Thierry Nelissen / Dans les démocraties conventionnelles, les institutions fonctionnent sur un délicat équilibre entre les pouvoirs exécutif, législatif et judiciaire. Les juges, faillibles, mais aux décisions incontestables quand ont été épuisés tous les degrés de recours, sont des éléments indispensables dans une alchimie un peu utopique, certes, mais qui n’a pas encore trouvé de substitut idéal. On sait bien, pourtant, qu’un mauvais arrangement vaut toujours mieux qu’un bon procès. Ces hommes en robe font toujours un peu peur à qui n’est pas né gorille. Mais de là à vouloir les mettre hors-jeu, il y a un pas que les autres pouvoirs devraient éviter de franchir.

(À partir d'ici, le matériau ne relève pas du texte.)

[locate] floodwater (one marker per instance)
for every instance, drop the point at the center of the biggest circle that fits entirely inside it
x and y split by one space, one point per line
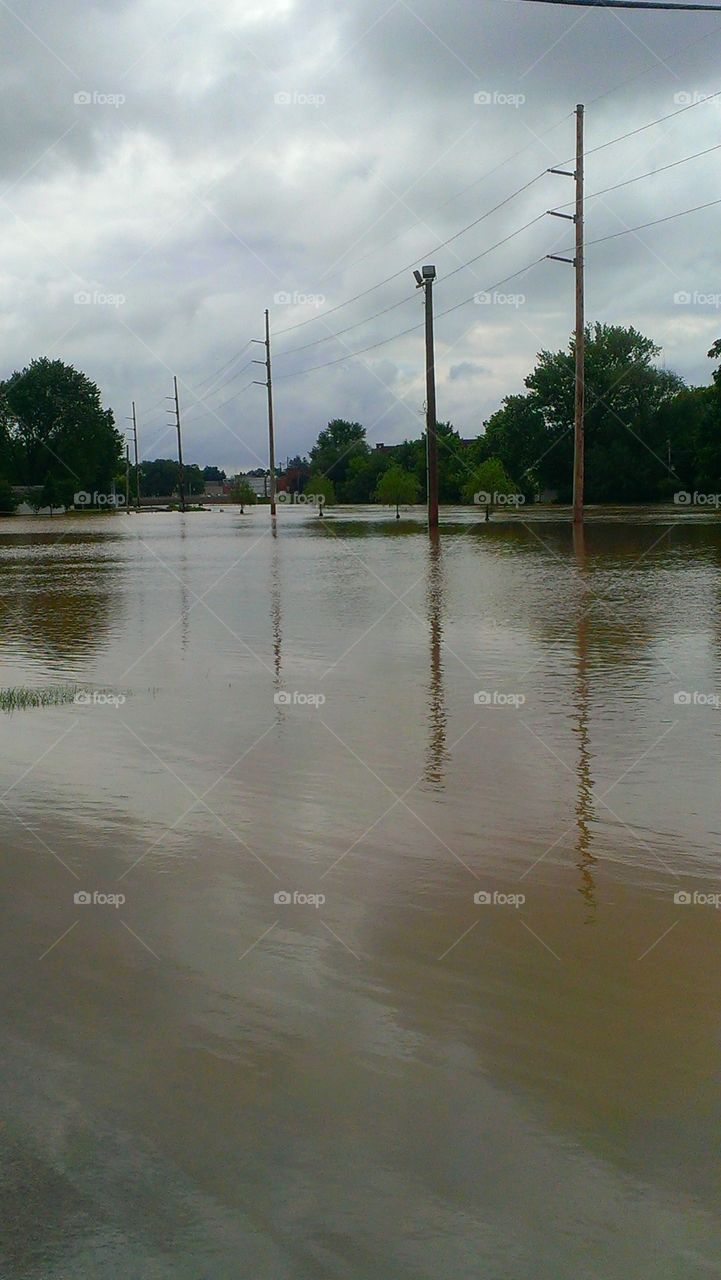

En France, avec sa loi anti-casseurs, l’exécutif a confié au législatif le soin d’autoriser la mise à l’écart d’individus présumés dangereux par simple décision administrative, sans en référer aux magistrats. S’agissant d’une liberté essentielle, celle de circuler sur la voie publique, la manœuvre est excessive.

Au chômage, les magistrats? Parfois, le flux de leurs prétoires se nourrit des boucliers que la loi a prévus. La prescription en est un. Denis Baupin, homme politique français et harceleur en série présumé, avait bénéficié de cette extinction judiciaire. Au lieu de se cacher, il réplique, en attaquant en diffamation des journalistes… et ses victimes présumées. L’effet est dévastateur… pour le plaignant. Quant au juge, qui n’a pas, en principe, à entendre de faits prescrits, ses oreilles bourdonnent des «exploits» de l’outragé. Une vraie gourmandise. Et une grosse responsabilité.